After 23-year-old Elijah McClain was hospitalized following a brutal encounter with the police which resulted in him suffering a cardiac arrest and leaving him brain dead, his family want answers after he was taken off life support last week.
According to The Denver Post, the confrontation occurred after the Aurora police received a call reporting a suspicious person around Billings Street near East Colfax Avenue wearing a ski mask and waving at people.
In a police news release, it was claimed Elijah refused to comply with orders when officers arrived at the scene, resulting in them having to forcefully restrain him as he fought back.
However, Elijah’s sister, Samara McClain, said he usually wore ski masks when outside because he was suffering from anaemia and had to keep warm.
“This was a case of police brutality of someone so sweet,” she told The Denver Post. “He doesn’t deserve this. He shouldn’t be in a hospital.”
She also added that he was simply going to the store to buy tea for his cousin.
“The next thing you know he was in the hospital,” she said.
A CCTV footage of what transpired before the police were involved shows Elijah, who’s in the ski mask, queuing in the store and waiting to be attended to. Other customers in the video do not appear to be intimated by him.
In an interview with FOX 31 Denver, the store clerk said the mask didn’t make her uncomfortable as she had seen it before.

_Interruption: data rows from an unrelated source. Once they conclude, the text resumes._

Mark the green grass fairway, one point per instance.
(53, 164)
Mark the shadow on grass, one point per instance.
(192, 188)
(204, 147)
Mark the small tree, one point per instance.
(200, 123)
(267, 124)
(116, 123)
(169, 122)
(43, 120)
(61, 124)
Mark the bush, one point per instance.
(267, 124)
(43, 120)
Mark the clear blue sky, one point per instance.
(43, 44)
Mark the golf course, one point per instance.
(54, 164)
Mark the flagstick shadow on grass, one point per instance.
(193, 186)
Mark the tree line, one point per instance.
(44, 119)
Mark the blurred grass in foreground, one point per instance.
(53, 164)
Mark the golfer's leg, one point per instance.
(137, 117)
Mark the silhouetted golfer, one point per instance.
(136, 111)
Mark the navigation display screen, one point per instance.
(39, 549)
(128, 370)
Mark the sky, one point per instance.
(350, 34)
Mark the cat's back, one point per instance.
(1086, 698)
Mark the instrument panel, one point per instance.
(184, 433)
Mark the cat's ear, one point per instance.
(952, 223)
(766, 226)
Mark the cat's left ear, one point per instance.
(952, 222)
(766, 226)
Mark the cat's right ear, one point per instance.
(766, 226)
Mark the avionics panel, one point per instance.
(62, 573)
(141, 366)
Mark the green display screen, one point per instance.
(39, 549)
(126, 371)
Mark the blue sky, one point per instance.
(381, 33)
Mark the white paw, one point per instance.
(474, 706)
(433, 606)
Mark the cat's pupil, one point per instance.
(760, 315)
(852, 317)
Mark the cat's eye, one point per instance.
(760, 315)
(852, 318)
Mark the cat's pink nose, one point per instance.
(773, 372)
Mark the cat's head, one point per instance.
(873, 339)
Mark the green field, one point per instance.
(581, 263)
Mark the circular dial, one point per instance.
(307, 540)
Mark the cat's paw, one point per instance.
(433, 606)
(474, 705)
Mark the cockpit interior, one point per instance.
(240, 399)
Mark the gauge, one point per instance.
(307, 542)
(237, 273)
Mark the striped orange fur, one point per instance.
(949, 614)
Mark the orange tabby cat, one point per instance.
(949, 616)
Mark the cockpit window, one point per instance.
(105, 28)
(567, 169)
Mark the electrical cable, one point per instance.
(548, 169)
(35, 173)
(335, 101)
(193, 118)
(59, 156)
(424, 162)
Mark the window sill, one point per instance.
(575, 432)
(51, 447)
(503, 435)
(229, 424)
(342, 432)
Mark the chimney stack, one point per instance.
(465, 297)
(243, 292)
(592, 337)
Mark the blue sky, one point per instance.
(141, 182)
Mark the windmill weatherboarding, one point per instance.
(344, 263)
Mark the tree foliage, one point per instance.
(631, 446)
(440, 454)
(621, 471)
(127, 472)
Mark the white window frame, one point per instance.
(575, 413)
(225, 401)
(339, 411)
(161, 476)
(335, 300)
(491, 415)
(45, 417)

“I wasn’t nervous because I knew who he was, and when he came in he wasn’t threatening, you know, most people who come in with ski masks are gonna be threatening,” she said. “He wasn’t threatening at all. He was telling everybody hello, he asked everybody how their day was and he said goodbye.”
According to the police news release, the officers who responded to the scene had to call an ambulance and the Aurora Fire Rescue as a result of “level of physical force applied while restraining the subject and his agitated mental state” in the aftermath of the incident. The release also added that he was subsequently given a “standard medication routinely utilized to reduce agitation” by the paramedics.
McClain, who Aurora Police Chief Nick Metz confirmed he wasn’t involved in any criminal act when the call came in, ended up suffering a cardiac arrest when he was being transported to the hospital. The body camera footage of the encounter will be made public after review by prosecutors, Metz added.
Three unnamed officers involved in the violent encounter have also been placed on paid administrative leave pending investigations by the Denver and Aurora police and the 17th Judicial District Attorney’s Office, Aurora police spokesman Anthony Camacho said, according to The Denver Post.
“He was a really good person,” Samara told The Denver Post about Elijah, who was a massage therapist and had plans of attending college. “He didn’t argue with anybody. If you tried to argue with him he would just say ‘I love you’ and walk away.”
A GoFundMe has been set up to help raise funds for Elijah’s funeral.